You have 10 liters of a 10% acid and water solution. How much water do you need to add to get a 4% concentration of acid in water?
So there’s 1 liter of acid, 9 liters of water. So far, so good.
You want to end up with 25 liters of water to 1 liter of acid, right? 1 L/25 L = 0.04, the correct concentration.
So my thinking was that the answer is 16: 25 liters of water required minus 9 liters of water existing in the solution. This gives you a total of 1 liter of acid and 25 liters of water.
Apparently this is incorrect and the answer is actually 15–you’re supposed to subtract 10. To me, this seems like there’s now too much acid in proportion to water–wouldn’t it now be 1 part acid to 24 parts water?
It’s been many years since I last took basic algebra, so could someone please bear with me and explain the correct solution (ba dum bum) so that it makes intuitive sense to me?
No, you want to end up with 24 liters of water and 1 liter of acid.
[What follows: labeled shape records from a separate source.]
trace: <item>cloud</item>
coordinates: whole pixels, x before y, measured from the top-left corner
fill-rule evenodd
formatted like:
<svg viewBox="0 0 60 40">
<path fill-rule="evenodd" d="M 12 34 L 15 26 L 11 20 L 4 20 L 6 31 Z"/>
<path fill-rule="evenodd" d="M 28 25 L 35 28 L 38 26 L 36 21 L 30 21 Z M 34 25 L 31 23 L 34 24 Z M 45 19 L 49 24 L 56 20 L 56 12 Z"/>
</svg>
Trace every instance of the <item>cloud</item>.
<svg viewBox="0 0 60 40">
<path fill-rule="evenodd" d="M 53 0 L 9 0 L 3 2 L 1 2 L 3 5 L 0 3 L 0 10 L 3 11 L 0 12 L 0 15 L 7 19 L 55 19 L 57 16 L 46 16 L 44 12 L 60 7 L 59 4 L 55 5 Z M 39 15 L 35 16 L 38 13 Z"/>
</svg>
Your solution would be 1/26th acid which is less than 4%.
Say you had 100 liters of solution. To be 4% acid, you need 96 liters of water and 4 liters would need to be acid. 25 liters is 1/4 of 100 liters. 1/4 of 96 is 24, 1/4 of 4 is 1. 24 water to 1 acid.
In the unlikely event that further clarification is necessary, the OP is making the common mistake of confusing ratios with percentages. A ratio of water to acid of 24:1 means that there are 25 parts in total, so 1 in 25 parts are acid, giving a percentage of 4 (i.e. 4%).
Notice that the 1 liter of acid represents 10% of the solution, not 10% of the water. (1 is 10% of 10, not 10% of 9.) To be consistent, you want to end up with a solution in which your 1 liter of acid is 25% of the solution, not 25% of the water present.